Lee la columna escrita por nuestro investigador principal, Martín Tanaka, para el Diario el Comercio ► https://bit.ly/3DUvnoW
El asesinato del candidato presidencial Fernando Villavicencio en Ecuador el pasado 9 de agosto pone sobre la agenda la inquietante y creciente presencia del crimen organizado en nuestras sociedades y su influencia en la esfera política. Este crimen nos recuerda la terrible campaña presidencial en Colombia en 1990, en la que fueron asesinados los candidatos Luis Carlos Galán, del Partido Liberal, Carlos Pizarro, del M-19, y Bernardo Jaramillo, de la Unión Patriótica, en el contexto del enfrentamiento del Estado con los cárteles de la droga y la acción de grupos paramilitares.
La amenaza del crimen organizado se cierne sobre toda América Latina. Así como se produjo un ‘boom’ en el consumo y los precios de muchos de nuestros productos de exportación, ocurrió lo mismo con el consumo y con el precio de la cocaína, lo que estimuló aumentos en la producción y la necesidad de establecer mayores circuitos de distribución. Al mismo tiempo, los esfuerzos de algunos Estados para enfrentar el poder de las organizaciones criminales propiciaron cambios en los circuitos de distribución y en la composición y el poder relativo de las organizaciones delictivas. Así, por ejemplo, iniciativas del Estado Mexicano incentivaron el desplazamiento de algunas actividades a varios países centroamericanos, e iniciativas del Estado Colombiano propiciaron el desplazamiento de actividades a países como Venezuela y Ecuador. Es en este marco que podemos entender la creciente criminalidad en este último país, las disputas entre cárteles y su creciente influencia en la actividad política.
Estos cambios han tenido un gran impacto en la vida cotidiana de todos nuestros países. En casi toda la región, por ejemplo, hemos visto aumentar las tasas de homicidios en los últimos años: no solo en países con estados débiles, como El Salvador u Honduras, sino también en Argentina o Uruguay, donde la preocupación por la creciente inseguridad ciudadana es también un punto central en la agenda política. Cambios en las rutas de distribución de la droga hacia Estados Unidos, Europa y África cambian el papel que desempeñan los países de la región: aún funciona la idea del “efecto globo”; es decir, si se aprieta de un lado, crece del otro. Las diferentes etapas del negocio de la droga se desplazan de unas regiones y países a otros, y unas modalidades delictivas sustituyen a otras.
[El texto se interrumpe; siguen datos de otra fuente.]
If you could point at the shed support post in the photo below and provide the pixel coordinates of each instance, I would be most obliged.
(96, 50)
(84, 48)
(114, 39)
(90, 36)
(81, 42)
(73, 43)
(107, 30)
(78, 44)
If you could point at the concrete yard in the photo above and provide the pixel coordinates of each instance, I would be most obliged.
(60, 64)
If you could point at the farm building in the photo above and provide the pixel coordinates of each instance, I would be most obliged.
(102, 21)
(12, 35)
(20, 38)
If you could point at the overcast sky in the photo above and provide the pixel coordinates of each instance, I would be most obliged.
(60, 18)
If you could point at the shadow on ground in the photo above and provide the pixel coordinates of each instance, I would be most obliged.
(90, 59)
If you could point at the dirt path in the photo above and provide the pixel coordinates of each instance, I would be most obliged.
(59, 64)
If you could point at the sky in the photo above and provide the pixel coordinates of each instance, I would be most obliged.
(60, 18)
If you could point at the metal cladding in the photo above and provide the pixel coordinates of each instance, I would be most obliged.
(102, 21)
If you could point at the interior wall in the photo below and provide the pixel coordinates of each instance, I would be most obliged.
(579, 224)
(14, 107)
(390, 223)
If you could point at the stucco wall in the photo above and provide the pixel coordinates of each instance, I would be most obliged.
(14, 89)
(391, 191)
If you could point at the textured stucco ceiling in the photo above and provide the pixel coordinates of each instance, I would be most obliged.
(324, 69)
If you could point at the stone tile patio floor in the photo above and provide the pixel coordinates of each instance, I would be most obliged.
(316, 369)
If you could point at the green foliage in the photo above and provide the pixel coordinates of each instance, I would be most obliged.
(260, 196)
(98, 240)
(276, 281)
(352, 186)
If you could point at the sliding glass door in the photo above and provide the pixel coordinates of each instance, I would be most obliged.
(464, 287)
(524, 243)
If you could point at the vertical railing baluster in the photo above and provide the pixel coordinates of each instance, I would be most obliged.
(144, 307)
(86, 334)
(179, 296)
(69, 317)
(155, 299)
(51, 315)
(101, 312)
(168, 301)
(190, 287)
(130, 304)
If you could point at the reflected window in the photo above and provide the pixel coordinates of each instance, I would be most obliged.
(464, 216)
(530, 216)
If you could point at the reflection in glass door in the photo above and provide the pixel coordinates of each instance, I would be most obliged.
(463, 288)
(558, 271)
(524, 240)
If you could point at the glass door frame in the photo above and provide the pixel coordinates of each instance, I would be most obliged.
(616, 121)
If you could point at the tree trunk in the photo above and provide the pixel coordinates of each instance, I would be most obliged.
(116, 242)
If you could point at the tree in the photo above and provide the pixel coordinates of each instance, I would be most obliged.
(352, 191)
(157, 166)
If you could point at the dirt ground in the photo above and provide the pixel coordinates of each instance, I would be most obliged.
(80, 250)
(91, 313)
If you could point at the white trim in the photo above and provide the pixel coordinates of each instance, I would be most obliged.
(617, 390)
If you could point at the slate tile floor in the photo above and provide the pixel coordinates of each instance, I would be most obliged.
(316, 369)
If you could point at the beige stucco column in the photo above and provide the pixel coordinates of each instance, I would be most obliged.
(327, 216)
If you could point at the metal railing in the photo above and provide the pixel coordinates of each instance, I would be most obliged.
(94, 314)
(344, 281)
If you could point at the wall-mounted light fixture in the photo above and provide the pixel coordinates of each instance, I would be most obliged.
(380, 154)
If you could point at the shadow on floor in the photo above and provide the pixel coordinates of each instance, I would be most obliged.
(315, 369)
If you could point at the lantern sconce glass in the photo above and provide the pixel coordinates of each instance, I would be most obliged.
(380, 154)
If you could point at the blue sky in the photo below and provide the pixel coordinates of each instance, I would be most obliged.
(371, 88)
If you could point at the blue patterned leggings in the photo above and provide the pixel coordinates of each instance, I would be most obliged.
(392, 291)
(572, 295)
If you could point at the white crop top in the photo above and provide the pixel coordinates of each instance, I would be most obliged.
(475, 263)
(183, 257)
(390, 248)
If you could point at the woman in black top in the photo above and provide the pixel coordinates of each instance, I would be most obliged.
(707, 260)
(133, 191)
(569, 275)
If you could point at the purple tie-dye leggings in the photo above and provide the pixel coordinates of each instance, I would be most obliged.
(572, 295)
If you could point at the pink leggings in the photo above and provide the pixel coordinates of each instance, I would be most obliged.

La experiencia ecuatoriana reciente sugiere, además, que las cosas pueden cambiar muy rápido y se puede pasar de ser un país relativamente estable y marginal a los circuitos de la criminalidad, a ser uno en el que las mafias están dispuestas a disputar abiertamente la soberanía a los estados.
Nuestro país, hasta el momento, parece moverse en los pisos más bajos de la cadena del negocio, básicamente como proveedor de insumos, donde se aprovecha la relativa “indiferencia” estatal respecto de la producción de coca; donde además se toma ventaja de la debilidad estatal que permite establecer circuitos de comercialización a través de puertos y fronteras relativamente porosas por parte de actores pequeños o medianos relativamente autónomos. Si bien la parte más rentable y, por lo tanto, más violenta de los negocios parecería ocurrir fuera de nuestras fronteras, esto podría cambiar rápidamente, y en cierto modo ya empezó a ocurrir. Ocupamos una posición relevante tanto en el circuito de distribución norte, que termina en EE.UU. y en Europa, pero también en el sur (Paraná-Paraguay), con destinos en África y Europa.